The friend agreed and I offered to pick them up all up in my car. ‘Do you live closer to the first or second Bidau bridge?” I texted.
The first; near World Vision’s office, they replied.
But it’s five past seven and I’m waiting there and I can’t see them and I’m crabby and tired and a little hungover and I’ve smugly picked up from the roadside two people who work at Beachside cafe at Cristo Rei’s base, telling them I’d drive them to work so they didn’t need to wait for the microlet.
We all waited.
I called the friend. “We’re at the bridge,” she replied. I bristled as I nudged the car forward, headed towards the next bridge and my waiting friends.
We, of course, made it to the walk fine.
This isn’t a story about me being knowledgeable.
It’s a story about me realising, that morning, how invested I am in the idea of my own knowledge.
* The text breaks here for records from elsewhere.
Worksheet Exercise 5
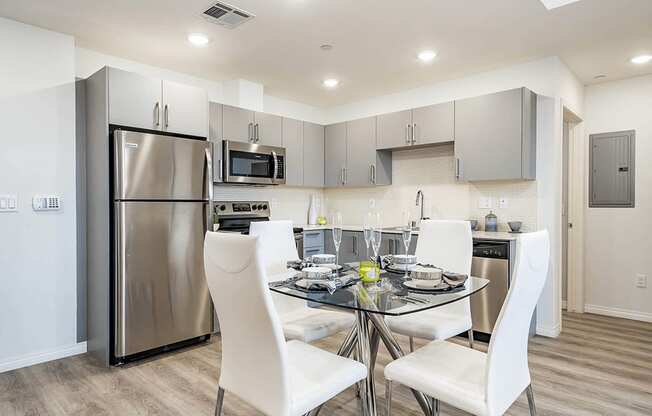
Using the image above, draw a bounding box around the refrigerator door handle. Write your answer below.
[206,147,213,231]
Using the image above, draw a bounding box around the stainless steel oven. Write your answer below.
[223,140,285,185]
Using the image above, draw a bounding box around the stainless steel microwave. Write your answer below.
[223,140,285,185]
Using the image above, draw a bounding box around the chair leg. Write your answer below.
[467,329,474,349]
[215,387,224,416]
[385,380,392,416]
[525,384,537,416]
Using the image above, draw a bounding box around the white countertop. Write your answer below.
[295,224,523,241]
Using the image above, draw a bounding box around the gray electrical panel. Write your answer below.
[589,130,635,208]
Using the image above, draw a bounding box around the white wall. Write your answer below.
[0,18,85,372]
[584,75,652,321]
[324,57,584,124]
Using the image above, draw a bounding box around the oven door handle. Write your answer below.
[272,150,278,183]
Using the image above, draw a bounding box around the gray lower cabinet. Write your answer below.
[324,123,347,188]
[303,122,324,188]
[281,118,304,186]
[376,101,455,150]
[455,88,536,181]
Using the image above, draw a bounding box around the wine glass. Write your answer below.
[401,211,412,278]
[371,212,383,261]
[331,212,342,276]
[362,212,374,260]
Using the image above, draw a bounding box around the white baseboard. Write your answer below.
[584,305,652,322]
[536,324,561,338]
[0,341,86,373]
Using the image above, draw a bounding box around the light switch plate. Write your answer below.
[0,195,18,212]
[636,274,647,289]
[478,196,491,209]
[32,195,61,211]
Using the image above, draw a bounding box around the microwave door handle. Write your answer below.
[272,151,278,183]
[206,144,213,231]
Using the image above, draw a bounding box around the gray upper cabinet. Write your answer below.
[254,113,283,146]
[280,118,304,186]
[162,81,208,137]
[208,103,224,182]
[376,110,412,149]
[412,102,455,145]
[222,105,254,142]
[455,88,536,181]
[108,68,163,130]
[345,117,376,187]
[108,68,208,137]
[324,123,346,187]
[303,122,324,188]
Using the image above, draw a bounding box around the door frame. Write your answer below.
[563,107,588,313]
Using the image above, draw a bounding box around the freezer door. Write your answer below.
[114,130,212,200]
[114,201,213,357]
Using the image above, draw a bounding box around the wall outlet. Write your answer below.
[478,196,492,209]
[0,195,18,212]
[636,274,647,289]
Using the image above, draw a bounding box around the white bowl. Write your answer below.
[310,254,335,264]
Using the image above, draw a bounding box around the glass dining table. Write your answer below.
[270,267,489,416]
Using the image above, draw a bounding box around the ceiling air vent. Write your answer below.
[202,3,255,29]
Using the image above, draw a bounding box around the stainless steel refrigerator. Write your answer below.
[112,129,213,362]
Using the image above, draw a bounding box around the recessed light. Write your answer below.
[632,55,652,65]
[188,33,208,46]
[322,78,340,88]
[417,50,437,62]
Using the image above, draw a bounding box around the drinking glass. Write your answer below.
[371,213,383,261]
[362,212,374,260]
[401,211,412,277]
[331,212,342,276]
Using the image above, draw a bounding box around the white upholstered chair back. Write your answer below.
[486,231,550,415]
[204,232,290,415]
[415,220,473,315]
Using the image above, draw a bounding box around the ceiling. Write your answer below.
[0,0,652,107]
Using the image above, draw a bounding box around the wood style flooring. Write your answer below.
[0,313,652,416]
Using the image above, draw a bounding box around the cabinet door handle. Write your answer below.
[154,101,161,127]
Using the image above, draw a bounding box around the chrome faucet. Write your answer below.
[415,189,425,222]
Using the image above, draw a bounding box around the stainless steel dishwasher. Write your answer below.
[471,240,511,339]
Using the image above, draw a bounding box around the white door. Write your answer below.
[162,81,208,137]
[109,68,163,130]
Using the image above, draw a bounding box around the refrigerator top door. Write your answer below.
[114,130,212,201]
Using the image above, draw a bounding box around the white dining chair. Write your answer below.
[385,231,550,416]
[249,221,355,342]
[385,220,473,351]
[204,231,367,416]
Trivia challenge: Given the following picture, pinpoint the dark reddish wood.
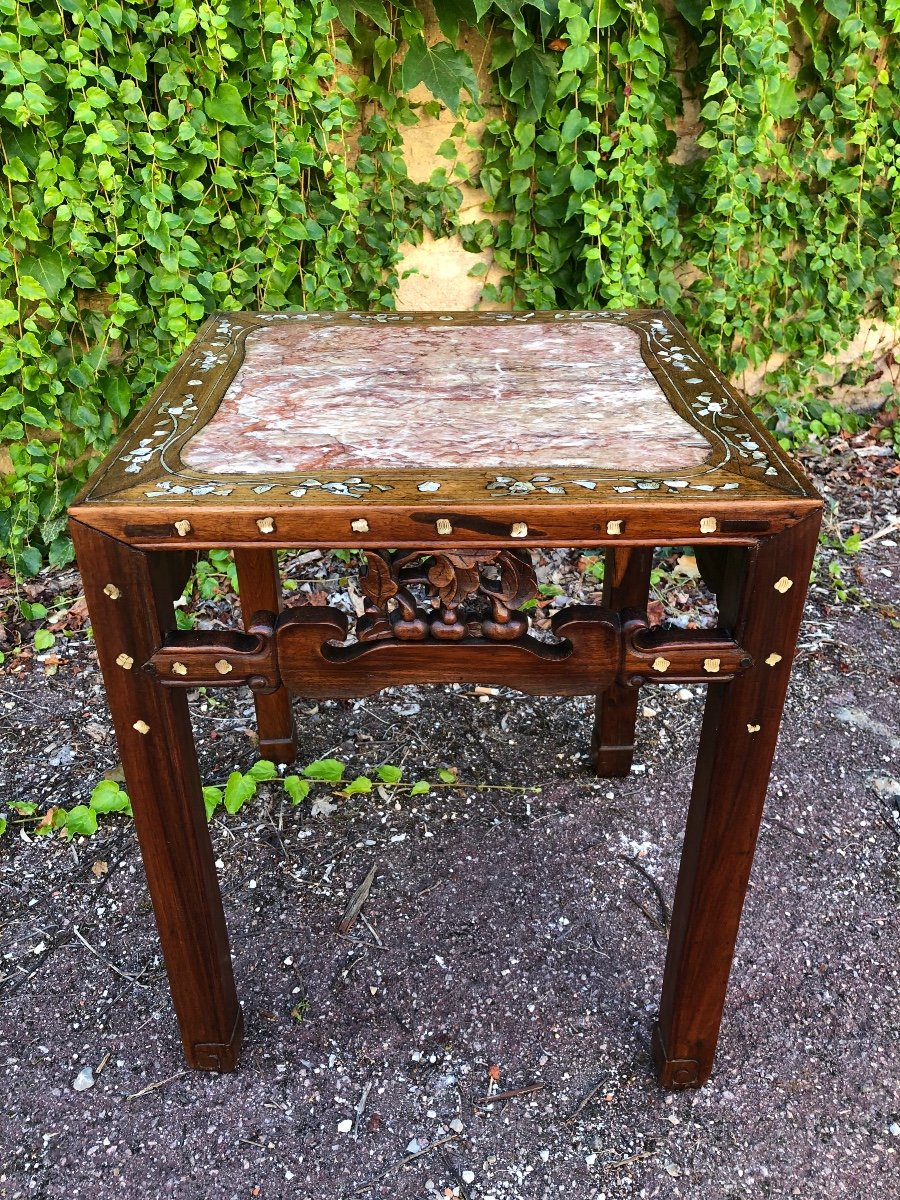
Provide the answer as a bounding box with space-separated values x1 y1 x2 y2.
71 521 244 1070
267 605 750 700
356 548 539 642
654 514 820 1087
590 546 653 778
234 548 296 762
71 492 818 551
71 312 821 1087
276 605 622 700
143 612 278 691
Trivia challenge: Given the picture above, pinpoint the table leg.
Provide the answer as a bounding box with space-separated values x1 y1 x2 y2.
71 521 244 1070
590 546 653 776
654 512 820 1087
234 550 296 762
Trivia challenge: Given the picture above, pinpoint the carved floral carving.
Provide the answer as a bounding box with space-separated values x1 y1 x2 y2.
356 550 538 642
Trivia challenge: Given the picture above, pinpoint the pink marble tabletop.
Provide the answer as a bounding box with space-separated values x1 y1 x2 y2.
181 319 710 475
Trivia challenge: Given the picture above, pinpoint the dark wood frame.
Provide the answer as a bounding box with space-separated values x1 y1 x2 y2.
71 313 821 1087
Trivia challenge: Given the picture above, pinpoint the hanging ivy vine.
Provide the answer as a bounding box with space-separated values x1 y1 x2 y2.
0 0 900 572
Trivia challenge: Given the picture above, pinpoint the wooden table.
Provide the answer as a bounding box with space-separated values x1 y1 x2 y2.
71 311 821 1087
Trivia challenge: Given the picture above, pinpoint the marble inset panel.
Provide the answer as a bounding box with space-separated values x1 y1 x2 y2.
181 319 710 475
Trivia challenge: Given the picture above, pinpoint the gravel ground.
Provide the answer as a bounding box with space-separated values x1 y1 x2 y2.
0 443 900 1200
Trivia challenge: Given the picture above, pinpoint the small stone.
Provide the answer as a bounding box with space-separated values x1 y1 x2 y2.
72 1067 94 1092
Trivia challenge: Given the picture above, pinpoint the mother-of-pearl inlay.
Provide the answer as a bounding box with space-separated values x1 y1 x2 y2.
181 320 710 474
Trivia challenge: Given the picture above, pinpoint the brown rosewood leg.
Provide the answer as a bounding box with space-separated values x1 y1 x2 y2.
654 512 820 1087
71 521 244 1070
234 550 296 762
590 546 653 775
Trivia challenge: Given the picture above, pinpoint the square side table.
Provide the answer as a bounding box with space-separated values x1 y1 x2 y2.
70 310 822 1087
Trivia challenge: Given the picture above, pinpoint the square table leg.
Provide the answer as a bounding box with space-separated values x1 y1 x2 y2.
71 521 244 1070
590 546 653 776
654 511 820 1087
234 548 296 762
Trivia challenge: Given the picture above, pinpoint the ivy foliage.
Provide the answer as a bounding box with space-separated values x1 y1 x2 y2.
0 0 900 572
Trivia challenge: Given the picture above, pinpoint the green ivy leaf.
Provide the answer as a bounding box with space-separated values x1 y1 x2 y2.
90 779 131 812
66 804 97 838
203 787 222 821
223 770 257 814
400 36 479 113
204 83 250 125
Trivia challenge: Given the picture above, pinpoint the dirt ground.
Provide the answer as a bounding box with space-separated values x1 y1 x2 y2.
0 440 900 1200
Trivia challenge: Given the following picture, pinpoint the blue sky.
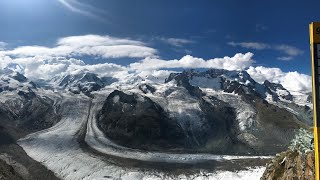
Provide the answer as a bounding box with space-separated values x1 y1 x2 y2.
0 0 320 74
0 0 320 92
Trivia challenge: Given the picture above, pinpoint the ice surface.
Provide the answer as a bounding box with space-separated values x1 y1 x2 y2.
18 92 269 180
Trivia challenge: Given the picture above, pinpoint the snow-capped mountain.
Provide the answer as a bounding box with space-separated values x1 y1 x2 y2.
0 69 311 179
51 72 116 94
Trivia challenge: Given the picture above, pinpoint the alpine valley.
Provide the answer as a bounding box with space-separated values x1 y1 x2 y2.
0 69 312 180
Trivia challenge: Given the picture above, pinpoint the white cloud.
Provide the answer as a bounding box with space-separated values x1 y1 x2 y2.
247 66 311 92
158 37 195 47
227 41 303 61
0 56 127 79
129 53 254 71
275 44 303 56
228 41 270 50
277 56 293 61
0 35 157 58
0 41 8 50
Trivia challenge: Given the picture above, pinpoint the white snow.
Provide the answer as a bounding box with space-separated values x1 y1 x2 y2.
189 76 221 89
18 90 270 180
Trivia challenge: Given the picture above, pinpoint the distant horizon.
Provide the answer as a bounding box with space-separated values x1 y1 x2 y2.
0 0 320 93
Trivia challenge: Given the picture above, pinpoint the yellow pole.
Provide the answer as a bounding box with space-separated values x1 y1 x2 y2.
309 22 320 180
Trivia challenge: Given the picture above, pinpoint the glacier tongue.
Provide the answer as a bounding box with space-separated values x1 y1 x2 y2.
18 90 264 180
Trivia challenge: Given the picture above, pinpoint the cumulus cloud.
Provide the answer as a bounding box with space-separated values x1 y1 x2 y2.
277 56 292 61
129 53 254 71
0 56 127 79
228 41 270 50
0 41 8 50
158 37 195 47
0 35 157 58
274 44 303 56
227 41 303 61
247 66 311 92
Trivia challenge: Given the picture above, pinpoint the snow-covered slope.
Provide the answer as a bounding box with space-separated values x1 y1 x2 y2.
0 69 309 179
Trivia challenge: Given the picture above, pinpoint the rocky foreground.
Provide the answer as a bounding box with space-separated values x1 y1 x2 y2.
261 130 315 180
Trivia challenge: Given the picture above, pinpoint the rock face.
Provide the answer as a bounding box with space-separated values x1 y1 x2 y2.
261 150 315 180
98 90 246 153
51 72 117 96
98 90 184 149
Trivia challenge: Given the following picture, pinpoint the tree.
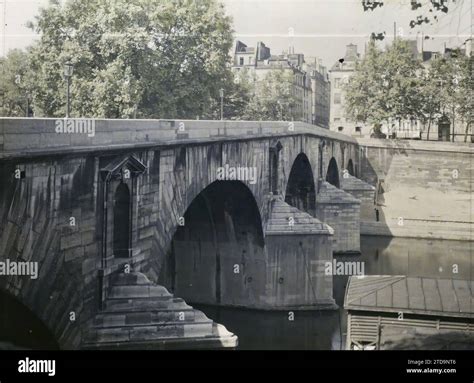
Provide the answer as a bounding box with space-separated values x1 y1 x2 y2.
0 49 31 117
24 0 232 119
243 70 302 121
361 0 464 30
345 39 422 130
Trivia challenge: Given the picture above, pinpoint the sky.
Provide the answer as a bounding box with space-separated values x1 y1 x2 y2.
0 0 474 68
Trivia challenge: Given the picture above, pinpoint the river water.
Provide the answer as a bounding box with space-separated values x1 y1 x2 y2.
195 236 474 350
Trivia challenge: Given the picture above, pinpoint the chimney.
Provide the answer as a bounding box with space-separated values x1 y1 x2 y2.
346 44 358 58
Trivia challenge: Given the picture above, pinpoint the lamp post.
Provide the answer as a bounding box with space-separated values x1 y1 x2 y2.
219 88 224 120
64 61 74 118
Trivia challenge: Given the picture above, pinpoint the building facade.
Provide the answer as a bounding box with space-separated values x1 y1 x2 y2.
305 57 331 129
232 41 313 123
329 44 365 136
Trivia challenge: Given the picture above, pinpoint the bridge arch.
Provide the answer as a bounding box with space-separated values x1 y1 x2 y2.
285 153 316 218
326 157 340 188
0 289 59 350
163 181 265 306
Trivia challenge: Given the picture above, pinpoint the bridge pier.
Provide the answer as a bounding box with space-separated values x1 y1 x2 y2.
316 180 360 254
81 272 237 350
263 199 337 310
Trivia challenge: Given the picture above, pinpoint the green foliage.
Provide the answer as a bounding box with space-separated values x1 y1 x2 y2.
345 40 421 125
0 49 31 117
345 40 470 138
243 70 301 121
12 0 233 119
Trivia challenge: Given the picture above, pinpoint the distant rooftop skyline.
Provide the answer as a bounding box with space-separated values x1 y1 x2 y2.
0 0 473 68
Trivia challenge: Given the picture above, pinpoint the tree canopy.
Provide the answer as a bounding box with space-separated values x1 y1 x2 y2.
8 0 233 119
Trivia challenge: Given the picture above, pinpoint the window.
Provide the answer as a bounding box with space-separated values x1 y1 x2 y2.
269 142 283 195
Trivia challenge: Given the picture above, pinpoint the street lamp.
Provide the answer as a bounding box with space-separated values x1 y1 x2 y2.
219 88 224 120
64 61 74 118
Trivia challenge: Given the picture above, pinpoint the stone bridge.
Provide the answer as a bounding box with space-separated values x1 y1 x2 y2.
0 118 373 349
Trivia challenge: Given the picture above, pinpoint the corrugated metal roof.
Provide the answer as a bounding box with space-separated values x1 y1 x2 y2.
265 199 334 235
344 275 474 318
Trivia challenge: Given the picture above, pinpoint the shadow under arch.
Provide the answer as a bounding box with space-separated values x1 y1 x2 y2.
162 181 265 306
285 153 316 215
0 289 59 350
326 157 340 188
347 158 355 176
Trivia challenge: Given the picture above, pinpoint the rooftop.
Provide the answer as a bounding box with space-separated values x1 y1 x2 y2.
344 275 474 318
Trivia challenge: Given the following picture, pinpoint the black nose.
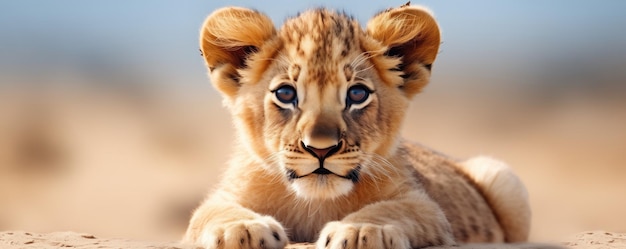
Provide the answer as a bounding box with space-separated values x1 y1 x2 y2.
302 142 341 161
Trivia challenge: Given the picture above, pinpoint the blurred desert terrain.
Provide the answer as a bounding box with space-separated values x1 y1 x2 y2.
0 1 626 245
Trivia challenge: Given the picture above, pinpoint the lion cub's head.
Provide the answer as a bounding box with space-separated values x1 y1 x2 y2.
200 3 439 199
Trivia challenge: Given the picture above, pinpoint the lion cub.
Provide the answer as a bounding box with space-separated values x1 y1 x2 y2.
184 4 530 248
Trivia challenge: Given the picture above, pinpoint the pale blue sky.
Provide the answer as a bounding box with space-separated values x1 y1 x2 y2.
0 0 626 88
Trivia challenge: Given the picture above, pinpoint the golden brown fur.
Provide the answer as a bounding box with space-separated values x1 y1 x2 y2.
185 2 530 248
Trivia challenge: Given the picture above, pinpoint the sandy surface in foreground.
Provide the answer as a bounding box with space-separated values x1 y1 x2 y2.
0 231 626 249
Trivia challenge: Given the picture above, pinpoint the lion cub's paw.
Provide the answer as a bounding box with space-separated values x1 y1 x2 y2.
316 221 411 249
200 216 289 249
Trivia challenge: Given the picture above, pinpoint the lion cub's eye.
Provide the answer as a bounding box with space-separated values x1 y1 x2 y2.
274 85 297 104
346 85 372 105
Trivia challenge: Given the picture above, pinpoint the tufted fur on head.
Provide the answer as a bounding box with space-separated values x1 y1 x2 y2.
200 5 440 104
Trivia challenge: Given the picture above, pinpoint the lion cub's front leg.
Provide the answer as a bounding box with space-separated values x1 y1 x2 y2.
316 191 454 249
184 200 289 249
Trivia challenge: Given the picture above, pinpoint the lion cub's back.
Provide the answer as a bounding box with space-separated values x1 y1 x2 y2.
402 142 505 243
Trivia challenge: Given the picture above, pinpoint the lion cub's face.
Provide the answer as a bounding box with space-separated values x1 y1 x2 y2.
201 8 439 199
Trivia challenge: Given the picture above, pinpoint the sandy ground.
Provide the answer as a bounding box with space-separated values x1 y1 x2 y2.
0 231 580 249
0 87 626 248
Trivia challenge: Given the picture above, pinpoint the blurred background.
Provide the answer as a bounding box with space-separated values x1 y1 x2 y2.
0 0 626 244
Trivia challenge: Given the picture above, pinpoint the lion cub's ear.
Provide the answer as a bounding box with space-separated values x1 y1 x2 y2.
200 7 276 98
367 4 440 97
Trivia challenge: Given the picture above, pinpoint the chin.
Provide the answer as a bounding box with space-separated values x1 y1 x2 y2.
290 174 354 200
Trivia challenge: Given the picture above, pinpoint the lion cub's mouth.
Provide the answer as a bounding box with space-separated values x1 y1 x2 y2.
287 165 361 183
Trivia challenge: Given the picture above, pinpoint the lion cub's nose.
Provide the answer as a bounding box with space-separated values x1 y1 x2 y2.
302 142 341 160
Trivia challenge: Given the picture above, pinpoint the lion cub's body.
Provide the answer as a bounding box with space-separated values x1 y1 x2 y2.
185 3 530 248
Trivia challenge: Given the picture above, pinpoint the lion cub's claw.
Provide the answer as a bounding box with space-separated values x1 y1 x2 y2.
200 216 289 249
316 221 411 249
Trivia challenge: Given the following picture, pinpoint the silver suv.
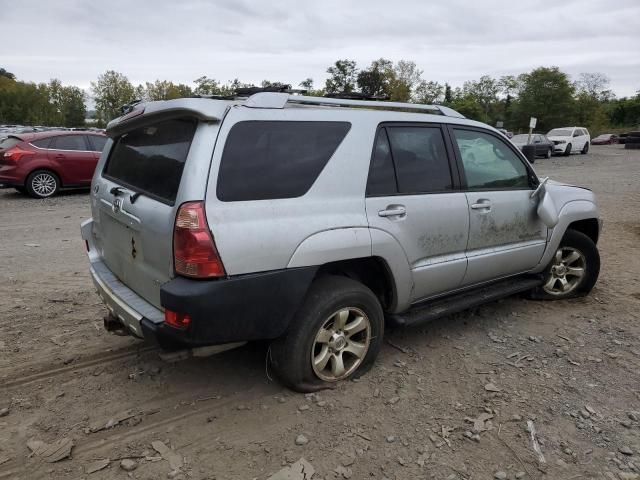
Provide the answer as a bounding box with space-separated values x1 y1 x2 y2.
82 92 600 391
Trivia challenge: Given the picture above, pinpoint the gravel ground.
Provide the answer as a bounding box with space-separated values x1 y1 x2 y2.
0 146 640 480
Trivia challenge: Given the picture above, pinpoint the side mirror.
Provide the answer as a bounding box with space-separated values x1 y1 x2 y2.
538 191 559 228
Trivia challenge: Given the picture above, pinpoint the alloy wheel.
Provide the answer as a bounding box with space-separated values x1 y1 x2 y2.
542 247 587 296
31 172 57 197
311 307 371 382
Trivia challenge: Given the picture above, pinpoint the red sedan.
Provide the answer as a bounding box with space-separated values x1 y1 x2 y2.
0 130 107 198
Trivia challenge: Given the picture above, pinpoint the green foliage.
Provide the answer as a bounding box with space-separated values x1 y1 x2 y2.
325 59 358 93
0 64 640 135
0 75 86 127
513 67 576 132
91 70 136 125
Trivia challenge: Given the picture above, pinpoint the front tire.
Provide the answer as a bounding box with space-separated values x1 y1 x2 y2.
532 229 600 300
25 170 60 198
270 276 384 392
580 142 589 155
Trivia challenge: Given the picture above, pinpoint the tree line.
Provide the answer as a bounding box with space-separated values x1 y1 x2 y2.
0 58 640 134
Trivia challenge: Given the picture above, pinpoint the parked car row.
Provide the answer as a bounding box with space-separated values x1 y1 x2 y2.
0 130 107 198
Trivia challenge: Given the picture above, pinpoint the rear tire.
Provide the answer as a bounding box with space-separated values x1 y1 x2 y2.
270 276 384 392
25 170 60 198
531 229 600 300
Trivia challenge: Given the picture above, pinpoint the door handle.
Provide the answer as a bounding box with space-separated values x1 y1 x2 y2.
471 199 491 211
378 205 407 217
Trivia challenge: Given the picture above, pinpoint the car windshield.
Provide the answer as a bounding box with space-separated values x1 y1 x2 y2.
547 128 571 137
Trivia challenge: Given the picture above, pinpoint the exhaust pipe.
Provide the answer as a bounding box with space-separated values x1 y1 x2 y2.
103 313 129 337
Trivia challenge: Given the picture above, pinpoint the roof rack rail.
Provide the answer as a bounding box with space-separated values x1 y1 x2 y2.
324 92 389 101
244 92 465 118
235 84 307 97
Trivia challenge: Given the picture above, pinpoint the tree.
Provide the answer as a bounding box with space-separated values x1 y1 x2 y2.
391 60 423 102
91 70 135 125
0 68 16 80
61 86 87 127
414 80 448 104
444 83 453 105
298 77 313 91
462 75 500 123
576 72 614 102
357 58 395 97
514 67 575 131
193 75 221 95
325 59 358 93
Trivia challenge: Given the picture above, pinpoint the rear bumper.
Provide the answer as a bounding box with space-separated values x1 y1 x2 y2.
82 220 317 348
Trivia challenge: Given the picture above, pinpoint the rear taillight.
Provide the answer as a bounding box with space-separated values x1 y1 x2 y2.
2 147 34 162
164 309 191 328
173 202 225 278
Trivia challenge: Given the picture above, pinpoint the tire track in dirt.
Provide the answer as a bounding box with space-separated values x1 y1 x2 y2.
0 383 281 480
0 345 158 391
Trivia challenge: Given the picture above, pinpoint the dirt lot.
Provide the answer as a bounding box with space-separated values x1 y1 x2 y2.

Somehow, I’ve become one of those obnoxious expats here who trade on their frankly arbitrary local knowledge and condescend to people who lack it.
That isn’t to diminish what people do know, nor is it a criticism of the foreigners here who put in the effort and keep their eyes open. And an interesting tension I’ve experienced here is trying to reconcile humility and new-ness with valuing what people do learn in just a few weeks or months — foreigners here are like babies; knowledge growing exponentially every day.
When I first arrived here, I thought I was humble. I thought I was going into a new experience with my eyes open and my ego in check; well-prepared to admit what I don’t know and to sit back for people who do.
A photo I took on one of my first field trips. I hung around awkwardly, not knowing what to do or whether I should speak to anyone for fear of interrupting their work, and accidentally sat in pig poo. Very smart.
Now, a year on, I see that idea as ego in itself. Sure, I may have readily admitted how poor my Tetun was, or followed the social cues of my Timorese colleagues instead of imposing my own ideas on them. But fundamentally, to recognised and reassure myself of that diffidence is tantamount to self-congratulation: exactly the kind of ego I’d wanted to avoid.
And now, I find myself in the curious position of being next-to-new: I’ve lived in Dili for over a year, so I’m seeing independence day, election rallies and the start of the dry season over again with a fond familiarity. But in human terms, my fifteen months here are a clumsy infant; wobbling on chubby legs with a few drooly new teeth and just a handful of nonsensical words. I’m beginning to be formed, but I barely know anything, yet.
Which is an uncomfortable position to be in. We’re not used to being uncomfortable; it’s hard to be bad at things. And when you’re in a foreign place, everything feels disproportionately laced with meaning and thus tiny things feel dramatically more difficult, more severe, or more significant. Where I wouldn’t think twice about greeting the parent of a friend at a function, I just this morning caught a glimpse of Felix’s dad at mass and waited until Felix had returned before I asked him, “I saw your dad. Should I go and say hi?”
A photo I’ve shared before: from the side of the Jesus statue I wasn’t as an AVID volunteer allowed to go to, at the going-away party of a dear friend who I didn’t know one year ago.
I was worried I’d be interrupting his conversation with his pew-mate; I didn’t want to make him feel pressured to speak English; I’ve only met him once and wasn’t convinced he’d remember my face; and I just wasn’t sure if my natural tendency to socialise would be construed as overbearing in a gentler, more polite Timorese context.
It’s curious, then, for me to examine how I came to be such a smart-arse with my new friends.
Is my sudden desire to assert my flimsy knowledge a response to feeling uncomfortable? It is my ego seeing an opening and seizing the opportunity to ‘win‘? Is it a lazy, unchecked slide into the comfortable expat plateau, where you know enough to get by and thus don’t have to battle discomfort to conquer the day’s most basic tasks?
This morning, at Letefoho, just after sunrise when everything is peaceful.
I have no easy answer to this, and am merely sitting uncomfortably in this new knowledge, with all the equanimity I can muster. I always thought Timor-Leste would teach me things, and I can choose to meet that with humility and grace.